Inline RAG pipeline doc list:

DOCS = [
    "Foundry Local provides an OpenAI-compatible local inference endpoint.",
    "Retrieval Augmented Generation (RAG) improves answer grounding by injecting relevant context passages.",
    "Edge AI reduces latency and preserves privacy by executing models locally.",
    "Small Language Models can achieve competitive quality with reduced resource usage.",
    "Vector similarity search retrieves semantically relevant documents for a query.",
]

Ragas evaluation truth tuples:

QUESTIONS = ["What advantage does local inference offer?", "How does RAG improve answer grounding?"]
GROUND_TRUTH = [
    "Local inference reduces latency and preserves privacy.",
    "RAG adds retrieved context snippets to improve factual grounding."
]

Scenario Narrative

The support engineering group wants a rapid prototype to answer internal FAQs without exposing customer data externally.
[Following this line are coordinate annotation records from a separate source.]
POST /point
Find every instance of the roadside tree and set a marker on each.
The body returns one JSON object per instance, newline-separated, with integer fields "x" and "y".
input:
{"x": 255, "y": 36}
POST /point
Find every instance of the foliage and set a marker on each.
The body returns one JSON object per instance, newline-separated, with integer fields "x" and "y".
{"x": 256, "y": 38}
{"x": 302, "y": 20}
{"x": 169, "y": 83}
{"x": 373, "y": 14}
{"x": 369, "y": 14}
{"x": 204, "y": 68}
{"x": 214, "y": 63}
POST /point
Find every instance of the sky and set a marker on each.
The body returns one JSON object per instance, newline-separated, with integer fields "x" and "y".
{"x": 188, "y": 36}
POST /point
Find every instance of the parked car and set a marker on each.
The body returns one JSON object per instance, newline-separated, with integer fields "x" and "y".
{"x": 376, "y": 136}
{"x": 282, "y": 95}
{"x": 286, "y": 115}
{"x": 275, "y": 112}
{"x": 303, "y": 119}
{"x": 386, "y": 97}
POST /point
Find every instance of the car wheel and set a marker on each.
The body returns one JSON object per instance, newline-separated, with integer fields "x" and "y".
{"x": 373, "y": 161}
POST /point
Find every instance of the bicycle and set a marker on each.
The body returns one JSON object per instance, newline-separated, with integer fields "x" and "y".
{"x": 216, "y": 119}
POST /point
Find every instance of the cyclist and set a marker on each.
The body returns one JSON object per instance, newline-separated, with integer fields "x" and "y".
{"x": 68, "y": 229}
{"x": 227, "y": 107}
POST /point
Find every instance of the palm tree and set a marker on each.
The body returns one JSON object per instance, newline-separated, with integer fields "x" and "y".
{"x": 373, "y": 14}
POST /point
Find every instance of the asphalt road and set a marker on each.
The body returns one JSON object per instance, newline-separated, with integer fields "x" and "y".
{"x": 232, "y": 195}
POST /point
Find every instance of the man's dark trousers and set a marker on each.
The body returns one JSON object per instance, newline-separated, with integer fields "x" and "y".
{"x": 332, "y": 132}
Session 2 artifacts progress from a minimal ephemeral RAG (no persistence) → structured CSV Q&A → document retrieval with citation → objective quality evaluation (ragas) → a migration strategy ready for Azure staging.

Expansion Paths

Use the Optional Enhancements table to evolve: swap TF‑IDF for FAISS/Chroma, enlarge the evaluation corpus (50–100 Q/A), add fallback escalation to a larger model when faithfulness < threshold.